Instructions for updating:
Use the retry module or similar alternatives.


In [25]:
def pad_sentence_batch(sentence_batch, vocab_to_int):
    """Pad sentences with <PAD> so that each sentence of a batch has the same length"""
    pad_int = METATOKEN_INDEX
    max_sentence_length = max([len(sentence) for sentence in sentence_batch])
    return [sentence + [pad_int] * (max_sentence_length - len(sentence)) for sentence in sentence_batch]

In [26]:
def batch_data(questions, answers, batch_size):
    """Batch questions and answers together"""
    for batch_i in range(0, len(questions)//batch_size):
        start_i = batch_i * batch_size
        questions_batch = questions[start_i:start_i + batch_size]
        answers_batch = answers[start_i:start_i + batch_size]
        
        source_lengths = np.array( [len(sentence) for sentence in questions_batch] )
        target_lengths = np.array( [len(sentence) for sentence in answers_batch])
        
        pad_questions_batch = np.array(pad_sentence_batch(questions_batch, questions_vocab_to_int))
        pad_answers_batch = np.array(pad_sentence_batch(answers_batch, answers_vocab_to_int))
        yield source_lengths, target_lengths, pad_questions_batch, pad_answers_batch

In [27]:
def parallel_shuffle(source_sequences, target_sequences):
    if len(source_sequences) != len(target_sequences):
        raise ValueError("Cannot shuffle parallel sets with different numbers of sequences")
    indices = np.random.permutation(len(source_sequences))
    shuffled_source = [source_sequences[indices[i]] for i in range(len(indices))]
    shuffled_target = [target_sequences[indices[i]] for i in range(len(indices))]
    
    return (shuffled_source, shuffled_target)

In [28]:
def check_response(session, question_int, answer_int=None, best_only=True):
    """
    session - the TensorFlow session
    question_int - a list of integers
    answer - the actual, correct response (if available)
    """
    
    two_d_question_int = [question_int]
    q_lengths = [len(question_int)]
    
    pad_q = METATOKEN_INDEX
    print("Sample Question")
    print("  Word Ids:    {}".format([i for i in question_int if i != pad_q]))
    print("  Input Words: {}".format(int_to_text(question_int, questions_int_to_vocab)))
        
    pad_a = METATOKEN_INDEX
    if answer_int:
        print("Actual Answer")
        print("  Word Ids:    {}".format([i for i in answer_int if i != pad_a]))
        print("  Input Words: {}".format(int_to_text(answer_int, answers_int_to_vocab)))
    
    [beam_output] = session.run([beams], feed_dict = {input_data: np.array(two_d_question_int, dtype=np.float32),
                                                      source_lengths: q_lengths,
                                                      keep_prob: 1})
    
    limit = 1 if best_only else beam_width
    beam_output = beam_output[0] #We only have one sample
    for i in range(limit):
        beam = beam_output[:, i]
        print("\nBeam Answer", i)
        print('  Word Ids:       {}'.format([i for i in beam if i != pad_a]))
        print('  Response Words: {}'.format(int_to_text(beam, answers_int_to_vocab)))

In [29]:
# Validate the training with 10% of the data
train_valid_split = int(len(sorted_questions)*0.15)

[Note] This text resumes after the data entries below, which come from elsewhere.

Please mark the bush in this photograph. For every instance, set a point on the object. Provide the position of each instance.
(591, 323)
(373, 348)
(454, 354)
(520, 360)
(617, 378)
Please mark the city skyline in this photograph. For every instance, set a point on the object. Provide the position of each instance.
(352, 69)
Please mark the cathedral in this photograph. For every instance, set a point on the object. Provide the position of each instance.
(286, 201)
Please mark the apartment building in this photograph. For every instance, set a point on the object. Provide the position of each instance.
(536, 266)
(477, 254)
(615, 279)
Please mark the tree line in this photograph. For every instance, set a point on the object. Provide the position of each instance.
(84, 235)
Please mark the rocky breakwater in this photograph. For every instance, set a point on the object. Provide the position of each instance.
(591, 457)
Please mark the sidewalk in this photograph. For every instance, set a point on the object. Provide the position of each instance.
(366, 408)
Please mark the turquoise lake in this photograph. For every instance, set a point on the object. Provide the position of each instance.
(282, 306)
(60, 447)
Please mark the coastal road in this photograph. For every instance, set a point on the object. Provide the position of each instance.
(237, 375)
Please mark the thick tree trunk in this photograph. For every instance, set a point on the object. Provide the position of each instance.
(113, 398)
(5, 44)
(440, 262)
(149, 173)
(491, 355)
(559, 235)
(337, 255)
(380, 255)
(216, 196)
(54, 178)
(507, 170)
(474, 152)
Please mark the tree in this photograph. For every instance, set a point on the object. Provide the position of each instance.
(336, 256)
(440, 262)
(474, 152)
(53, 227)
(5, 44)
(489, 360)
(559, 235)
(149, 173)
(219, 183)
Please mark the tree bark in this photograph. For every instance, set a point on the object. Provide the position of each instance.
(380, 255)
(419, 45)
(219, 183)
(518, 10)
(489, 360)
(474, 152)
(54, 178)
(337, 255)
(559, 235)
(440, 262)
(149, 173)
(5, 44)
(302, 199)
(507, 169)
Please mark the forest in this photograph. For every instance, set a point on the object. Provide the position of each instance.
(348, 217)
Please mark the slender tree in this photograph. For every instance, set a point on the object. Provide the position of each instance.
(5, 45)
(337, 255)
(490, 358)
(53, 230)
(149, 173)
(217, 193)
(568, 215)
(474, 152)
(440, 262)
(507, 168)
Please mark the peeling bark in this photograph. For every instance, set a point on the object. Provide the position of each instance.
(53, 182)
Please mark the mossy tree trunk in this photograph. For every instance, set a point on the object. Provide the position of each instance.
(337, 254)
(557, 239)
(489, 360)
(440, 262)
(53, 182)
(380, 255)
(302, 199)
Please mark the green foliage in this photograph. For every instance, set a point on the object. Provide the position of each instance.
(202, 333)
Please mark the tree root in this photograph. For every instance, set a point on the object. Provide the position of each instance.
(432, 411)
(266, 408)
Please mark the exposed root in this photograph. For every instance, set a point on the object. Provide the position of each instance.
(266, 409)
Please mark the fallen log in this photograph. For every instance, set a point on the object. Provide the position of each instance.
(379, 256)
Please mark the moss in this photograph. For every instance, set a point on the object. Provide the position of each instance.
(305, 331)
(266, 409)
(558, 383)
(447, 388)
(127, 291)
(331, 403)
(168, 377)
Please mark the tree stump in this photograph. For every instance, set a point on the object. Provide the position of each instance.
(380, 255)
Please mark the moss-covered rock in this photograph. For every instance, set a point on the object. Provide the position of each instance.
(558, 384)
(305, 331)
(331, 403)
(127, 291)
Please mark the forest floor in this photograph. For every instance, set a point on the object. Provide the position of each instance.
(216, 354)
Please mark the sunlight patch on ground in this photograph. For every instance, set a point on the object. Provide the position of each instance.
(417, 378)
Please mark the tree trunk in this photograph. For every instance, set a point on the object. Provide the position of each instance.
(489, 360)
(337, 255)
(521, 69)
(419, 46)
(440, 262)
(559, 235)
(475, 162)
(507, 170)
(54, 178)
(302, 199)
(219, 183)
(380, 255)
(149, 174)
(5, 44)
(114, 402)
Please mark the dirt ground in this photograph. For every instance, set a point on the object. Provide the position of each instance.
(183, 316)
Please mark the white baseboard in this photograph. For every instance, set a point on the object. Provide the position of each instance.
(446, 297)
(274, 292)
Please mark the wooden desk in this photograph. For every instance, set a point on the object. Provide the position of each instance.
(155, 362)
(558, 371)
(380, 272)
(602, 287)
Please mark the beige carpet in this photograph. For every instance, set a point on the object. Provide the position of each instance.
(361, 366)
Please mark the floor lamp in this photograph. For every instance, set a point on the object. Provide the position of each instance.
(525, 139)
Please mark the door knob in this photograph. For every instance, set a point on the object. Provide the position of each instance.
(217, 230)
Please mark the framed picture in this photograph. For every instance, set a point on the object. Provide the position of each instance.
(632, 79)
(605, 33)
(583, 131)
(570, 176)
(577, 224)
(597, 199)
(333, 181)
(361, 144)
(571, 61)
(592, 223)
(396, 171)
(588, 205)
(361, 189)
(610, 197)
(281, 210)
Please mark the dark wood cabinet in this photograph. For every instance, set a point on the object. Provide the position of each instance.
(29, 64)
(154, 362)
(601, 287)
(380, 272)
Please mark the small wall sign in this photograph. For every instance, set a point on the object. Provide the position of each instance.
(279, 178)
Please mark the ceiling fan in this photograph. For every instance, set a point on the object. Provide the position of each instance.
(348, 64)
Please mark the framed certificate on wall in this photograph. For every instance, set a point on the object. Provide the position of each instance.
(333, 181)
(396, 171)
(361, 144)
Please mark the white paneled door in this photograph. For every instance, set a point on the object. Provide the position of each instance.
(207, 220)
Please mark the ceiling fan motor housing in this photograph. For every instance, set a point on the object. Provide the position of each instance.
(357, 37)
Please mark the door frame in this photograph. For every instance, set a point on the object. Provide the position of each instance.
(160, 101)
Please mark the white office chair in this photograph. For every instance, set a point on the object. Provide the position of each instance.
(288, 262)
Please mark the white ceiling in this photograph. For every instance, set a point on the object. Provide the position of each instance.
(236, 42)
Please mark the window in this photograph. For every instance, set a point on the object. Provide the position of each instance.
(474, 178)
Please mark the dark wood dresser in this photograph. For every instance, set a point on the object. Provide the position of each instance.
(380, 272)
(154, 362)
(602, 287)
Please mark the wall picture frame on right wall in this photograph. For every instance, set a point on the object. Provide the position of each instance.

# Split the questions and answers into training and validating data
train_questions = sorted_questions[train_valid_split:]
train_answers = sorted_answers[train_valid_split:]

valid_questions = sorted_questions[:train_valid_split]
valid_answers = sorted_answers[:train_valid_split]

print(len(train_questions))
print(len(valid_questions))

167615
29579


In [None]:
#TRAINING
display_step = 100 # Check training loss after every 100 batches
total_train_loss = 0 # Record the training loss for each display step

#VALIDATION
stop_early = 0 
stop = 5 # If the validation loss does decrease in 5 consecutive checks, stop training
validation_check = ((len(train_questions))//train_batch_size//2)-1 #Check validation loss every half-epoch
summary_valid_loss = [] # Record the validation loss for saving improvements in the model

#Minimum number of epochs before we start checking sample output with beam search
min_epochs_before_sampling = 2 


checkpoint = "./checkpoints/best_model.ckpt" 

with tf.Session() as sess:
    sess.run(tf.global_variables_initializer())

    for epoch_i in range(1, epochs+1):
        if epoch_i > min_epochs_before_sampling:
                sample_exchange = np.random.choice(len(valid_questions))
                sample_question = valid_questions[sample_exchange]
                sample_answer = valid_answers[sample_exchange]
                check_response(sess, sample_question, sample_answer)
        
        print("Shuffling training data . . .")
        (train_questions, train_answers) = parallel_shuffle(train_questions, train_answers)
        
        
        for batch_i, (q_lengths, a_lengths, questions_batch, answers_batch) in enumerate(
                batch_data(train_questions, train_answers, train_batch_size)):
            start_time = time.time()
            _, loss = sess.run(
                [train_op, cost],
                {input_data: questions_batch,
                 targets: answers_batch,
                 source_lengths: q_lengths,
                 target_lengths: a_lengths,
                 lr: learning_rate,
                 keep_prob: keep_probability})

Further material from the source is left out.